Index Settings
This document provides an explanation of the key settings used in an LLM (Language Model) index: Top K, Score Threshold, and Filter.
Top K
Definition:
The Top K
setting controls how many of the highest-scoring results are returned when querying the index. In essence, it selects the “Top K” most relevant items based on their relevance scores, which the system computes for each indexed entry.
Setting: 3
When Top K
is set to 3
, the system will return the top 3 highest-scoring results from the index, even if there are more results that match the query. This limits the output to just the best-matching 3 items.
Use Case:
- Efficiency: Reduces the number of results to a manageable subset, especially useful when you want only the most relevant information.
- Focus: Limits distraction by filtering out lower-scoring entries, ensuring the top matches are prioritized.
Score Threshold
Definition:
The Score Threshold
is a setting that defines the minimum relevance score an entry must achieve to be considered for inclusion in the final results. Each item in the index is assigned a relevance score between 0 and 1, with 1 being the most relevant.
Setting: 0.5
With a Score Threshold
of 0.5
, any result that has a relevance score below 0.5 will be discarded, even if it would otherwise be in the top results.
Use Case:
- Quality Control: Ensures that only entries with a minimum level of relevance are shown.
- Customization: Can be adjusted to control the strictness of the filter. A higher threshold (e.g., 0.8) would show only highly relevant results, while a lower threshold (e.g., 0.3) would allow more results with varying degrees of relevance.
Filter
Definition:
The Filter
setting allows for additional rules or criteria to be applied when querying the index. This could involve excluding certain types of content, matching specific fields, or adhering to custom constraints.
Use Case:
- Refinement: Filters allow the user to narrow down results based on specific attributes like date ranges, categories, or other metadata.
- Precision: Applying filters helps ensure that the results are not just relevant in terms of score but also meet other specific conditions, improving the accuracy of the output.
Example Scenario
Consider querying a document database with the following settings:
- Top K = 3
- Score Threshold = 0.5
- Filter = “Only show results from the last 6 months”

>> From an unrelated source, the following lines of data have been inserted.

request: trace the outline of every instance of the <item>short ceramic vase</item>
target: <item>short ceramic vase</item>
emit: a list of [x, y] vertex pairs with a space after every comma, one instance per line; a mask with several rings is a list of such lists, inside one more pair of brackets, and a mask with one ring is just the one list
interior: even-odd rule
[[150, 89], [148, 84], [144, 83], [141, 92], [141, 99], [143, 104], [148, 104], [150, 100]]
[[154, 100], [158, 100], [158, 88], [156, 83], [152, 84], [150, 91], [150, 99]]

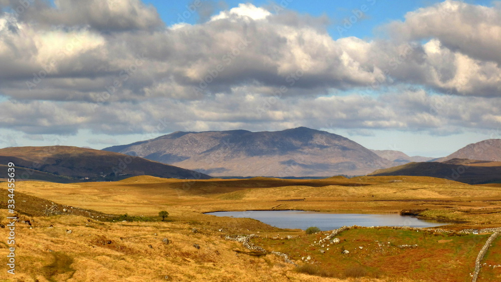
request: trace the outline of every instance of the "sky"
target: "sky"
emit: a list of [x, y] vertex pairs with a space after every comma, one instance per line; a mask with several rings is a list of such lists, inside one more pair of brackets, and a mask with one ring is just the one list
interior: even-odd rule
[[501, 138], [501, 2], [0, 0], [0, 147], [306, 126]]

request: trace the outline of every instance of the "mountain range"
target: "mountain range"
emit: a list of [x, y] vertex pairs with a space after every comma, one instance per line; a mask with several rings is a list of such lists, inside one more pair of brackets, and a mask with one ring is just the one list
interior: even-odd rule
[[393, 150], [371, 150], [378, 156], [391, 161], [398, 164], [402, 164], [413, 162], [427, 162], [435, 159], [435, 158], [414, 156], [409, 157], [403, 152]]
[[177, 131], [103, 150], [138, 156], [213, 176], [365, 175], [392, 166], [363, 146], [326, 131]]

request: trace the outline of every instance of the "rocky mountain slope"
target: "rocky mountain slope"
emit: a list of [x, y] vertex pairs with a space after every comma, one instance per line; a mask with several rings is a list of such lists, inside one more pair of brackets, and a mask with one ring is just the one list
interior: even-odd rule
[[501, 182], [501, 162], [452, 159], [444, 162], [412, 162], [379, 169], [375, 176], [429, 176], [470, 184]]
[[[19, 180], [68, 183], [117, 180], [134, 175], [163, 178], [208, 179], [208, 175], [187, 169], [99, 150], [78, 147], [18, 147], [0, 149], [0, 163], [12, 162]], [[5, 178], [6, 168], [0, 172]]]
[[450, 155], [439, 159], [443, 162], [452, 159], [470, 159], [501, 161], [501, 139], [487, 139], [470, 144]]

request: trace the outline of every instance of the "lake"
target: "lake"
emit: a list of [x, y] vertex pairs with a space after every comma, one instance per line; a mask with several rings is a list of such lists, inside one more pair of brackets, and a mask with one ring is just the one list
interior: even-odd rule
[[206, 214], [254, 218], [267, 224], [283, 228], [305, 230], [310, 226], [317, 226], [322, 231], [352, 225], [429, 227], [448, 224], [418, 219], [412, 216], [402, 216], [396, 213], [366, 214], [328, 213], [304, 210], [247, 210], [216, 211]]

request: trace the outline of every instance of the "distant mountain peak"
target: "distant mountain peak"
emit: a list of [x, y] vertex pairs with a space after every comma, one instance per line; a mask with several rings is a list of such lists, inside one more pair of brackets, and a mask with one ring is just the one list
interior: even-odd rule
[[175, 132], [104, 150], [214, 176], [362, 175], [391, 162], [343, 136], [304, 126], [278, 131]]
[[501, 139], [486, 139], [468, 144], [450, 155], [439, 159], [444, 162], [452, 159], [501, 161]]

In this case, when you perform a query:
- The system will retrieve all documents that meet the filter condition (i.e., documents from the last 6 months).
- Out of these, it will only consider documents with a relevance score of 0.5 or higher.
- Finally, it will return the top 3 documents based on the highest relevance scores.
These settings allow you to balance between precision, relevance, and efficiency when working with large-scale indexed data.
Summary
- Top K: Limits the number of results to the top “K” highest-scoring items.
- Score Threshold: Filters out results with a relevance score lower than the specified threshold.
- Filter: Provides an additional layer of criteria for customizing the query results.
These settings help ensure that the output from the LLM index is both relevant and refined according to the user’s needs.